If the shop is only maintained and managed by your customer, a solution via plugins will be a lot easier to handle, but if you have a decent amount of products and need to fill the shop initially, you will save a lot of time when you know how to use GraphQL, because the whole Shopify universe and your shop can be controlled via GraphQL mutations.
The Solution
To communicate with the GraphQL Admin API some of your requests have to be authenticated. I am using Postman to send requests, but you can also use the GraphiQL Toolbox or any other tool.
Authenticate with the Shopify Admin API
You can access or create your credentials in your Shopify backend, just go to Apps on the bottom you can find a small notice “Manage private apps”. There you can create your custom API credentials in the section “Admin API”. To make an authenticated request, just add the credentials under Authorization and select “Basic Auth“:

All requests or mutations can be defined within the Body of your request:

As you can see, Postman supports GraphQL, so let’s start with the first request to get our products.
Get Product Ids
query { products(first:10) { edges { node { id handle } } } }
The simplest query will just return all the ids and the product handle for easier identification.
Add Metafields to Shopify
The GraphQL Admin API offers mutations to update products or other store objects.

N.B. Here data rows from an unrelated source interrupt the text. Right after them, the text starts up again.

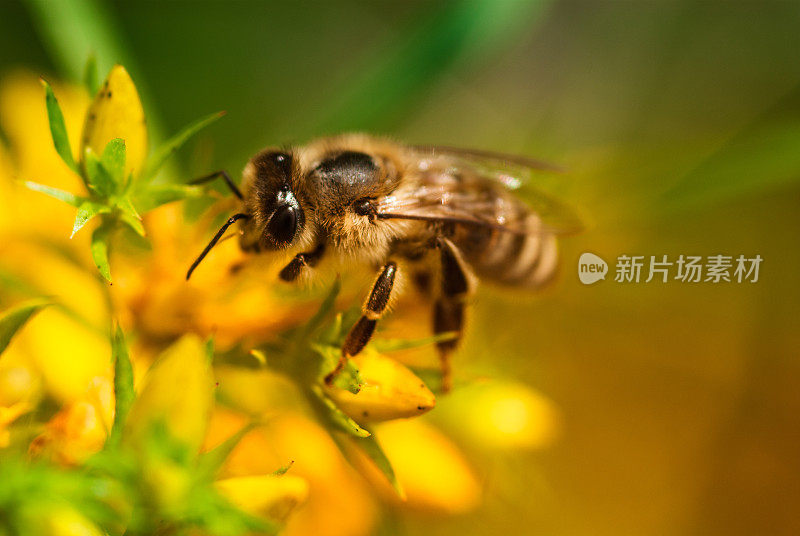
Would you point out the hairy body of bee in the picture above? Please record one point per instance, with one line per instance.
(524, 259)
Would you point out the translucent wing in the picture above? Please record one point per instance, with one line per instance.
(468, 187)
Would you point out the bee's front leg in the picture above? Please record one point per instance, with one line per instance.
(291, 271)
(448, 311)
(372, 310)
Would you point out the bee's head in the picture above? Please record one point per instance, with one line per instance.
(272, 200)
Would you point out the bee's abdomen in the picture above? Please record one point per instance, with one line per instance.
(527, 257)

The mutation productUpdate
expects a ProductInputObject
and returns the product id upon successful creation. You can find a reference of all accessible fields in the Shopify Docs. For adding metafields you have to pass a metafield object with a key, namespace, value and valueType.
mutation { productUpdate(input: { id: "gid://shopify/Product/YOUR_PRODUCT_ID", metafields: [{ key: "key", namespace: "product", value: "value", valueType: STRING }] }){ product { id } } }
Expose metafields to the Storefront API
As said earlier, you can also store super-secure and private user data in your metafields, so no metafield is exposed by default. If you want to have access via the Shopfiy Storefront API, you have to expose each metafield with its namespace and key.

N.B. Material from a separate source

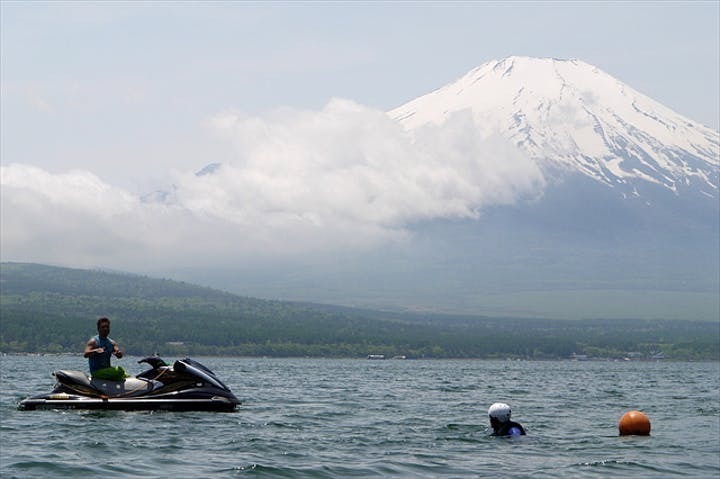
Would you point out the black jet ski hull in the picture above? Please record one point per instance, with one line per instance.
(218, 404)
(185, 386)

mutation($input: MetafieldStorefrontVisibilityInput!) { metafieldStorefrontVisibilityCreate( input: $input ) { metafieldStorefrontVisibility { id } userErrors { field message } } }
Life pro tip: To stand back from extensive copy-pasta, just add this mutation to your query input and just change your GraphQL variables on the right side. The metafieldStorefrontVisibilityCreate
mutation expects an InputObject:
{ "input": { "namespace": "product", "key": "key", "ownerType": "PRODUCT" } }
By now you have successfully created and exposed metafields for your products. You can check your success by requesting your products with metafields via a GraphQL request:
query { products(first:10) { edges { node { id handle metafields(first:10){ edges { node { key value } } } } } } }
You can use these metafields via the Storefront API or in your Liquid template files.